Atmel’s FPSLIC II Dynamically Reconfigurable SoC Supports “Silicon-Sharing” For Peripherals & Interfaces

Atmel Corporation (NASDAQ: ATML) today introduced its AVR-based FPSLIC II, the industry’s first family of dynamically reconfigurable systems-on-chips (SoCs) that allows multiple interfaces, peripherals and/or operators to share the same silicon at different times.

“Silicon sharing” is extremely important in power- and space-constrained systems, such as new generation cell phones, PDAs, notebook computers, and printer/fax machines. Increasingly these devices must perform multiple functions (e.g. camera, MP3 player, phone) without sacrificing battery life, product size or product cost.

FPSLIC II’s silicon-sharing capability is enhanced by Atmel’s back-end EDA tools, Reconfiguration Designer and Temporal Designer . The tools are the first to automate the implementation, timing, and control of the silicon-sharing process. Previously, the design of silicon-sharing systems was essentially impossible because, even though many FPGAs can be reconfigured during operation, until now, there have been no tools to automate reconfiguration control and timing. Atmel is the first programmable SoC vendor to provide such EDA support.

The FPSLIC II dynamically reconfigurable programmable SoC integrates a 40 MIPS, 8-bit AVR processor, with 36 KB program/data SRAM, a hardware multiplier, peripherals and a dynamically reconfigurable FPGA, with 256 to 2300 core cells. A single piece of silicon can implement multiple, interchangeable peripherals, computational operators, and bus interfaces, including SDIO, PCI, PCMCIA, HDLC, and Ethernet.

The main obstacles to silicon-sharing has always been ensuring that the correct functionality is loaded into the FPGA at the correct time and that functions are not loaded on top of each other. Since either of these can cause catastrophic system failure, adding new features has typically required the addition of dedicated silicon (i.e. a larger FPGA), increasing both power consumption and system cost. Atmel has solved this problem by placing a configuration controller, two DMA controllers, a dedicated FPGA-to-AVR interface and a “virtual socket” in the FPGA portion of the programmable SoC. The “virtual socket” is populated from a library of previously designed peripherals, interfaces or operators that share the same silicon.
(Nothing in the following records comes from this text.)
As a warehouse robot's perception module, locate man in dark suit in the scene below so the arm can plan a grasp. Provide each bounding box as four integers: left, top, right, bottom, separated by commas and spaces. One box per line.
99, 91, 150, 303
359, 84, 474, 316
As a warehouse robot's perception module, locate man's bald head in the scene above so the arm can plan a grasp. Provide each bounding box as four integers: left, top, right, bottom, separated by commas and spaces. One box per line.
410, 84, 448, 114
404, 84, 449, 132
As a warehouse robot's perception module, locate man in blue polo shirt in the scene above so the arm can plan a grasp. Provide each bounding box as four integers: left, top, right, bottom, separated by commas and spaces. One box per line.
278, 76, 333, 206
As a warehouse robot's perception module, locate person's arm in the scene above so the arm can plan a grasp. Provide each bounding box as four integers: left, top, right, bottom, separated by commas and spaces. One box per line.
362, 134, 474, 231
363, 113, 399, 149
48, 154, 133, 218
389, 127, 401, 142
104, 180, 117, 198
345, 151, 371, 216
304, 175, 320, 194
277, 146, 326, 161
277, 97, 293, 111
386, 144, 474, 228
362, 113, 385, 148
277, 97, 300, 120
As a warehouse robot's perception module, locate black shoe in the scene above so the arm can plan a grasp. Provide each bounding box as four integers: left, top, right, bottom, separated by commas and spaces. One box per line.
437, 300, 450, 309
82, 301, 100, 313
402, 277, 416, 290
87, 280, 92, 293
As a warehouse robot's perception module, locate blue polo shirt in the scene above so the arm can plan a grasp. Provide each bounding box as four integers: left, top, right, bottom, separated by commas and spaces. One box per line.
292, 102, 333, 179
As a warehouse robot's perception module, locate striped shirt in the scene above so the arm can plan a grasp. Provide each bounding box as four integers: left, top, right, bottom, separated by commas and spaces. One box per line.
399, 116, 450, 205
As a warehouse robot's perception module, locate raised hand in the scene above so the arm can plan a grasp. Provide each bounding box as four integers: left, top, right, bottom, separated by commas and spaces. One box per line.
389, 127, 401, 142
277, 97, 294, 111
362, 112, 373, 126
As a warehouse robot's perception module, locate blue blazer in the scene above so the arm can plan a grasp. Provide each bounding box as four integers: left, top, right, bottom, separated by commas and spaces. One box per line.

Atmel provides a library of reference designs for interfaces, peripherals and hardware accelerators that includes Ethernet, memory, SPI, SDIO, multimedia card, DMA, speech synthesis, ADPCM, audio codec interfaces, and DES/triple DES encryption algorithms. The company will introduce a library of pre-routed “drag-and-drop” co-processors and interfaces later this year. Designers may also use Atmel’s System Designer EDA tool to develop custom IP for silicon sharing.